Guidelines for working with text

As per the Unicode HOWTO for Python 2 and Python 3:

Tip

Software should only work with Unicode strings internally, decoding the input data as soon as possible and encoding the output only at the end (the “Unicode sandwich”).

To that end, adhere to the following guidelines:

  • Use Unicode strings and Unicode literals everywhere. In Python 2, this means placing the following at the top of every file:

    from __future__ import unicode_literals
    
  • If you have non-ASCII characters in a Python source file (e.g., in Unicode literals such as 'α'), you need to declare the file encoding at the top of the file:

    # -*- coding: utf-8 -*-
    
  • Encode Unicode text into UTF-8 when writing to disk:

    # Note: in Python 3, the open() built-in accepts an encoding argument
    with codecs.open(filename, 'wb', encoding='utf-8') as f:
        f.write(unicode_string)
    
  • Decode UTF-8 bytes into Unicode text when reading from disk:

    # Note: in Python 3, the open() built-in accepts an encoding argument
    with codecs.open(filename, 'rb', encoding='utf-8') as f:
        unicode_lines = f.read().splitlines()
    
  • Note that NumPy functions such as loadtxt and genfromtxt cannot reliably handle non-ASCII text (e.g., see NumPy issues #3184, #4543, #4600, #4939), and should only be used with ASCII files:

    import numpy as np
    with codecs.open(filename, encoding='ascii') as f:
        return np.loadtxt(f, ...)
    
  • Use the 'S' (byte string) data type when storing text in NumPy arrays. Encode Unicode text into UTF-8 when storing text, and decode UTF-8 bytes when reading text:

    >>> from __future__ import unicode_literals
    >>> import numpy as np
    >>> xs = np.empty(3, dtype='S20')
    >>> xs[0] = 'abc'.encode('utf-8')
    >>> xs[1] = '« äëïöü »'.encode('utf-8')
    >>> xs[2] = 'ç'.encode('utf-8')
    >>> print(max(len(x) for x in xs))
    16
    >>> for x in xs:
    >>>     print(x.decode('utf-8'))
    abc
    « äëïöü »
    ç
    
  • NumPy has a Unicode data type ('U'), but it is not supported by h5py (and is platform-specific).

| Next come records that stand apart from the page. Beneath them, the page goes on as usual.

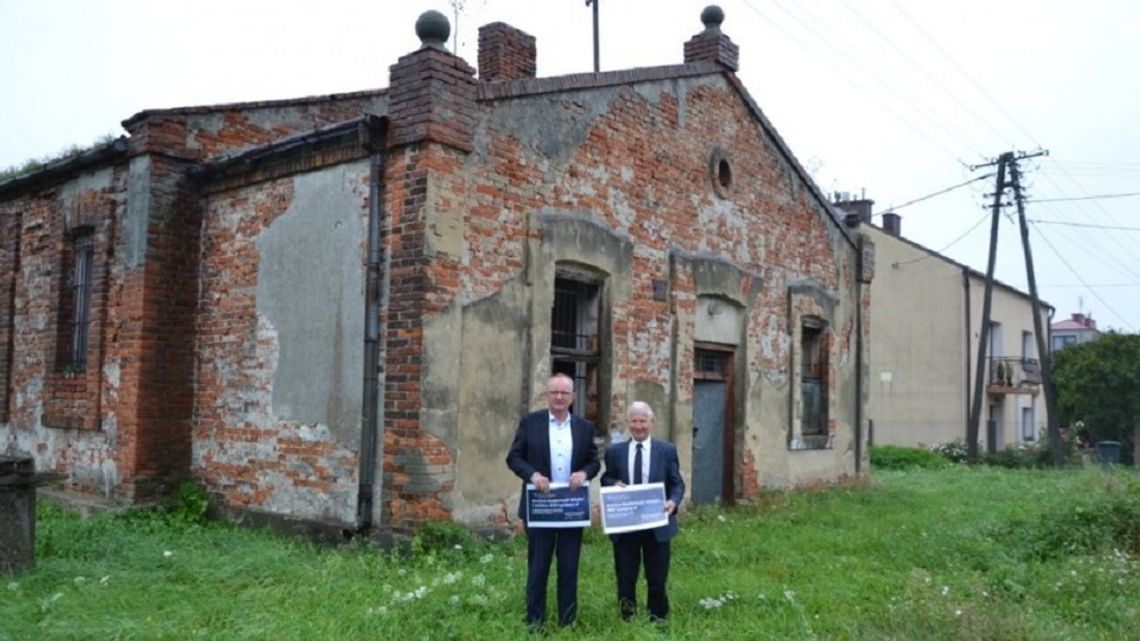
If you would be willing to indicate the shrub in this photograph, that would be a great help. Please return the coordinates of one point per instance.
(1102, 521)
(893, 457)
(953, 451)
(193, 502)
(437, 536)
(1022, 456)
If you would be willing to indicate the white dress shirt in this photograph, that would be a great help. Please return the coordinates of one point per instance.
(646, 445)
(561, 449)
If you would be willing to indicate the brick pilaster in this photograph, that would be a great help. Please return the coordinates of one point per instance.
(9, 264)
(711, 43)
(432, 99)
(431, 111)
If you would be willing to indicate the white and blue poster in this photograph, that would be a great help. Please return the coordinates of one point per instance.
(561, 506)
(633, 508)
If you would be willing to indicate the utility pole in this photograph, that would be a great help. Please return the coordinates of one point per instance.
(1043, 357)
(1008, 161)
(596, 58)
(979, 378)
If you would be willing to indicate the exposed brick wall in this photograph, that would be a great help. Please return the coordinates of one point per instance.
(67, 420)
(249, 456)
(164, 342)
(432, 97)
(641, 169)
(9, 266)
(505, 53)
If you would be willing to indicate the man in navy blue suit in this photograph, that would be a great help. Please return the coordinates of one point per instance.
(552, 446)
(644, 460)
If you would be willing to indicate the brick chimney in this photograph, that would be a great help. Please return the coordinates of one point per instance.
(892, 224)
(711, 45)
(432, 91)
(505, 53)
(1084, 321)
(860, 208)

  • Note that h5py object names (i.e., groups and datasets) are exclusively Unicode and are stored as bytes, so byte strings will be used as-is and Unicode strings will be encoded using UTF-8.

  • Use Unicode strings and literals when encoding to and decoding from JSON:

    # Write UTF-8 bytes rather than '\uXXXX' escape sequences.
    with codecs.open(filename, 'wb', encoding='utf-8') as f:
        json.dump(json_data, f, ensure_ascii=False)
    

Functions for working with text

The pypfilt.text module provides functions for converting between Unicode strings and byte strings, which behave identically in Python 2 and Python 3.

pypfilt.text.to_unicode(value, encoding=u'utf-8')

Convert a value into a Unicode string.

  • If the value is a Unicode string, no conversion is performed.
  • If the value is a byte string, it is decoded according to the provided encoding.
  • If the value is neither a Unicode string nor a byte string, it is first converted into a string (by the str() built-in function) and then decoded if necessary.
pypfilt.text.to_bytes(value, encoding=u'utf-8')

Convert a value into a byte string.

  • If the value is a Unicode string, it is encoded according to the provided encoding.
  • If the value is a byte string, no conversion is performed.
  • If the value is neither a Unicode string nor a byte string, it is first converted into a string (by the str() built-in function) and then encoded if necessary.

It also provides functions for determining whether a value is a Unicode string or a byte string, although this should generally be known in advance.

pypfilt.text.is_unicode(value)

Return True if the value is a Unicode string.

pypfilt.text.is_bytes(value)

Return True if the value is a byte string.